Delphine caught the pained look on his face. ‘I used to make those damned things,’ she said with a hint of that impish smile of hers. ‘But I decided they were a crime against the city. Now I don’t work the Bestialia. Let someone else torture the masses.’
They escaped off the street, and into the relative sanity of the theatre. The Master of the House accepted their tickets without a word. ‘Only the dress circle,’ said Delphine, still pretending this was some kind of lark. ‘We’ve come down in the world, a sad state of affairs.’
Macready looked from her to Rhian, who was following them like a shadow, her arms held stiff and tense at her side. ‘You’re full of laughs this nox,’ he said to Delphine, and it came out more cranky than he meant it to.
Delphine tossed her head at him. ‘I could scream or wail if you would prefer,’ she said, with a hint of genuine upset in her voice. ‘Don’t think I haven’t considered it.’ Then she was back to smiling and faking it, her best skills of shiny denial on display.
Macready’s collar was scratchy. He didn’t want to be here, dressed up and playacting. He didn’t want any of them to be here.
Something bad was going to happen. That much was obvious.
They took their seats in the dress circle. Crane was already there. ‘Kelpie couldn’t si
t still,’ he said, pointing out the other sentinel. She was on her feet near the area fondly known as ‘the pit’, looking around the theatre as if she expected murderers to leap out of the shadows. Perhaps they would, at that.
Macready knew how she felt. He wished he hadn’t let himself get hemmed in here, between Delphine and the silent Rhian. He looked up, and saw every inch of the theatre reflected in a thousand mirrored tiles. Mirrors were creepy. He never liked the idea that something like you (but not quite like you) could look back out of them. Then there was the fact that their mad King had gone out of his way lately to cover or shatter every mirror he came across, ever since the sky and devils had taken Heliora and Velody.
‘Quite an entrance,’ said Delphine under her breath.
Macready followed her gaze and saw Livilla making her way through the theatre in a trail of pearls and black feathers.
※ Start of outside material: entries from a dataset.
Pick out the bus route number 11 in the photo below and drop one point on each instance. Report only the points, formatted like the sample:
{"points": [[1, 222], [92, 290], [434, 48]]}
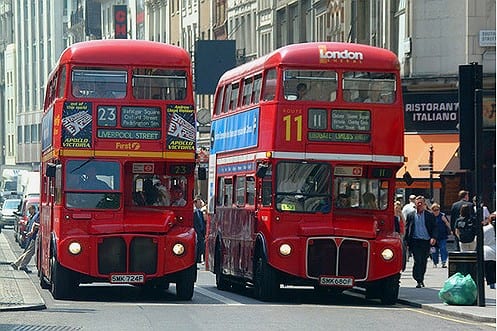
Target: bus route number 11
{"points": [[288, 127]]}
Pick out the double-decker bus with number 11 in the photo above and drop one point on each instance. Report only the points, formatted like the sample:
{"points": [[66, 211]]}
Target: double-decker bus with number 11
{"points": [[306, 142]]}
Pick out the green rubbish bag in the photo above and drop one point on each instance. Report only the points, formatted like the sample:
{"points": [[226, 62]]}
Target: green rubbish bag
{"points": [[459, 290]]}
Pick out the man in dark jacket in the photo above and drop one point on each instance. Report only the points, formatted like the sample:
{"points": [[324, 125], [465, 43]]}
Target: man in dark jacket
{"points": [[455, 212], [199, 225], [421, 234]]}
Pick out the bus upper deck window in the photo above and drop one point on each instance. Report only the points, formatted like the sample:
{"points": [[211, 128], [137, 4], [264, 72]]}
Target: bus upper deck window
{"points": [[98, 83], [310, 85], [369, 87], [162, 84]]}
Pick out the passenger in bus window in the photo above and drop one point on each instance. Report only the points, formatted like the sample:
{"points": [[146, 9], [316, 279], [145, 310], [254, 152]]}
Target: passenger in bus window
{"points": [[150, 192], [343, 201], [373, 97], [347, 95], [301, 91], [91, 182], [164, 196], [80, 89], [177, 196], [386, 97], [369, 201], [362, 95]]}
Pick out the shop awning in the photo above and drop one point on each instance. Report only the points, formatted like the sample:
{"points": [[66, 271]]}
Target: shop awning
{"points": [[417, 151]]}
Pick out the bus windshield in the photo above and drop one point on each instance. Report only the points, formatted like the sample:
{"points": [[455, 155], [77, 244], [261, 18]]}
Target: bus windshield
{"points": [[303, 187], [361, 193], [92, 184], [369, 87], [316, 85]]}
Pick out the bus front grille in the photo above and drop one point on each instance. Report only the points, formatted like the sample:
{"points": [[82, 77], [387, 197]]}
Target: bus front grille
{"points": [[347, 258], [114, 256], [143, 255]]}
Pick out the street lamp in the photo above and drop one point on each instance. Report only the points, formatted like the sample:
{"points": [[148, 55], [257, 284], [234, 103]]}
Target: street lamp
{"points": [[430, 161]]}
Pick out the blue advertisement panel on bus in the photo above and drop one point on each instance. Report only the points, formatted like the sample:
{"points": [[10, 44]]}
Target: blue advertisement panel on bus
{"points": [[235, 132]]}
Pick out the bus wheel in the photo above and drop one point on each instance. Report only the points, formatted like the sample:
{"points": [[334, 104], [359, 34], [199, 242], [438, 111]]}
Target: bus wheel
{"points": [[390, 290], [222, 282], [266, 284], [62, 286], [186, 283]]}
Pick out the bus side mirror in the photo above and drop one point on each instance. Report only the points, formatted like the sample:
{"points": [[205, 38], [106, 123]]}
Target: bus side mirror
{"points": [[202, 173], [408, 179], [50, 170], [261, 171]]}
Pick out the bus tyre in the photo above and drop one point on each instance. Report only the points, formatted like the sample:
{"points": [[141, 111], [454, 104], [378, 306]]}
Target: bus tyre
{"points": [[62, 286], [186, 283], [222, 282], [390, 290], [266, 284]]}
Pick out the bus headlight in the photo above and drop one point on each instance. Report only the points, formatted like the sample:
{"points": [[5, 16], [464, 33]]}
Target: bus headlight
{"points": [[387, 254], [285, 249], [74, 248], [178, 249]]}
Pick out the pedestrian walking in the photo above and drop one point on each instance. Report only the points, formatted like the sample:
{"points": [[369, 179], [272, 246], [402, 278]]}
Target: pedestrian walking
{"points": [[22, 262], [455, 210], [489, 250], [410, 206], [440, 248], [199, 225], [466, 229], [421, 234]]}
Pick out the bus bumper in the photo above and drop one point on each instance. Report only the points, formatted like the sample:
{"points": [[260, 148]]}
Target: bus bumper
{"points": [[150, 255]]}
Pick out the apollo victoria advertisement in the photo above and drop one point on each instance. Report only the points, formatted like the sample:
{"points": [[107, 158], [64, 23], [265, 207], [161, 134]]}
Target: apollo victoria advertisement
{"points": [[181, 132], [77, 125]]}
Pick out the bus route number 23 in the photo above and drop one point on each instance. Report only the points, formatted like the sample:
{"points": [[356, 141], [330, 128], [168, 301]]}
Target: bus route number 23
{"points": [[293, 127]]}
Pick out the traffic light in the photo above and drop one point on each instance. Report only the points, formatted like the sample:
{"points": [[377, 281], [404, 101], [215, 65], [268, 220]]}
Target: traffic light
{"points": [[470, 80]]}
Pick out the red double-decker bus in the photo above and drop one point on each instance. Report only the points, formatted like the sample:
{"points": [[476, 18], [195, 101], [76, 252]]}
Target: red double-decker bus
{"points": [[118, 159], [306, 142]]}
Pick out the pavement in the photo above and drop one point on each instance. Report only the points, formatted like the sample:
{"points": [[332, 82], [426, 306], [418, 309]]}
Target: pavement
{"points": [[18, 292]]}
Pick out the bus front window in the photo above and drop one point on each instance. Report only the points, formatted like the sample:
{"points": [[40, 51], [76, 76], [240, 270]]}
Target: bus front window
{"points": [[159, 190], [303, 187], [369, 87], [91, 184], [318, 85], [162, 84], [360, 193], [98, 83]]}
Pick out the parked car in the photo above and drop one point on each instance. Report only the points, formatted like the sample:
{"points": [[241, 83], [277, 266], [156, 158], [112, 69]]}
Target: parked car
{"points": [[7, 216], [22, 218]]}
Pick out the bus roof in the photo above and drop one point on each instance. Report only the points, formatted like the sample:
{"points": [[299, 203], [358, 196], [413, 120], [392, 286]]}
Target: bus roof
{"points": [[125, 52], [317, 55]]}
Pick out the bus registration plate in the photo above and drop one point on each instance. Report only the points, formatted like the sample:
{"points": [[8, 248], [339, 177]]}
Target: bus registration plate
{"points": [[336, 281], [127, 278]]}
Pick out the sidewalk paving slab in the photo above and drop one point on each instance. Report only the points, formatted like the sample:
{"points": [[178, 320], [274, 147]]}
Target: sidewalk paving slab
{"points": [[17, 290]]}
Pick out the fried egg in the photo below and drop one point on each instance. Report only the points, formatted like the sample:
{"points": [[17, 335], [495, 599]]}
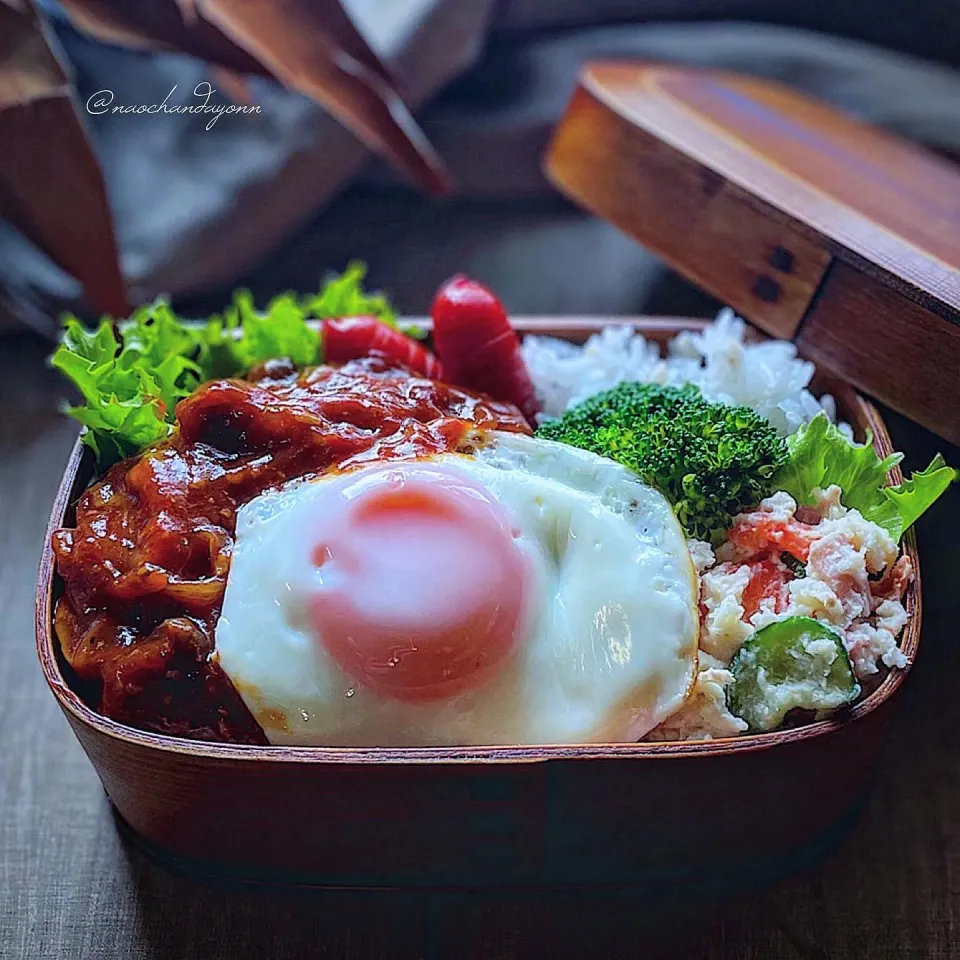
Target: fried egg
{"points": [[526, 592]]}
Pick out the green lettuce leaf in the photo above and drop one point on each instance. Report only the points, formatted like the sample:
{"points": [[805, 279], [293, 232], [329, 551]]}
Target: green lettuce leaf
{"points": [[820, 455], [344, 296], [243, 336], [131, 386], [126, 402]]}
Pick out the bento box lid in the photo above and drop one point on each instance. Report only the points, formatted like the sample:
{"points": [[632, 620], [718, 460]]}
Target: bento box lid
{"points": [[813, 226]]}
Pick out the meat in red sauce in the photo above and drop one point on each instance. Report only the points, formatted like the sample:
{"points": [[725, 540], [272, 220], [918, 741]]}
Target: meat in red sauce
{"points": [[146, 566]]}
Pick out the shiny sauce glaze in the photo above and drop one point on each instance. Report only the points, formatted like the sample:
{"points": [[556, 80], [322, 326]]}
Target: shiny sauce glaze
{"points": [[146, 566]]}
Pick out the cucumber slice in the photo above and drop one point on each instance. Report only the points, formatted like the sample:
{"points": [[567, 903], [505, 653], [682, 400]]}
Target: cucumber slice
{"points": [[794, 663]]}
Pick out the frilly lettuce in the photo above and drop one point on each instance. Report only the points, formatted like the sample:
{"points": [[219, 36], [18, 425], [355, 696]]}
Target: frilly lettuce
{"points": [[820, 455], [131, 385]]}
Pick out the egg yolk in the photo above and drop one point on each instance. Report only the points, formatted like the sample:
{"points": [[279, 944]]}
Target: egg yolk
{"points": [[421, 584]]}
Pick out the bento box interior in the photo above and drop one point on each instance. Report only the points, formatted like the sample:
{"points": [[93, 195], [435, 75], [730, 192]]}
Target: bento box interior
{"points": [[74, 696]]}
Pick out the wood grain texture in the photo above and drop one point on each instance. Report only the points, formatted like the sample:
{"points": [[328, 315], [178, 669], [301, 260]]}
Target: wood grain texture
{"points": [[752, 191], [74, 889], [706, 227], [914, 365], [489, 815]]}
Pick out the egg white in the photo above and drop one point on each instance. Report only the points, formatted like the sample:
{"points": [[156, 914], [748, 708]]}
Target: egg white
{"points": [[609, 640]]}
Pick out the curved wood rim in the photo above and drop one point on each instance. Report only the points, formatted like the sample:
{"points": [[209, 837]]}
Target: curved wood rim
{"points": [[576, 328]]}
It was odd seeing her without her lads at her beck and call, but the courtesa she had wrangled from Priest was frocked up to the nines, in a baby version of Livilla’s own costume.
Livilla was escorted to a box, and found herself sharing it with Warlord. They were obviously in a fighting stage of their relationship, and both were stony-faced as they took their seats.
Nice, Macready couldn’t help thinking. Trust Poet to cause trouble with the seating arrangements before the show even started.
The other private box held a sombre-looking Priest, his courtesi, and Lennoc. No sign of Ashiol yet.
The show had started already — some random act of tumblers and columbine dancers in gaudy petal skirts. The daylight audience were watching and cat-calling like it was any other performance. Half of them wore Bestialia finery, which gave the impression that the audience was full of creatures instead of demmes and coves.
‘It’s not right,’ Macready said over Delphine’s head to the lad. ‘All of us here, among them. Poet’s gone out of his mind at last.’
‘Poet’s up to something,’ said Crane, chewing on a chestnut from a paper cone. ‘But we have to be here, don’t we, to find out what it is?’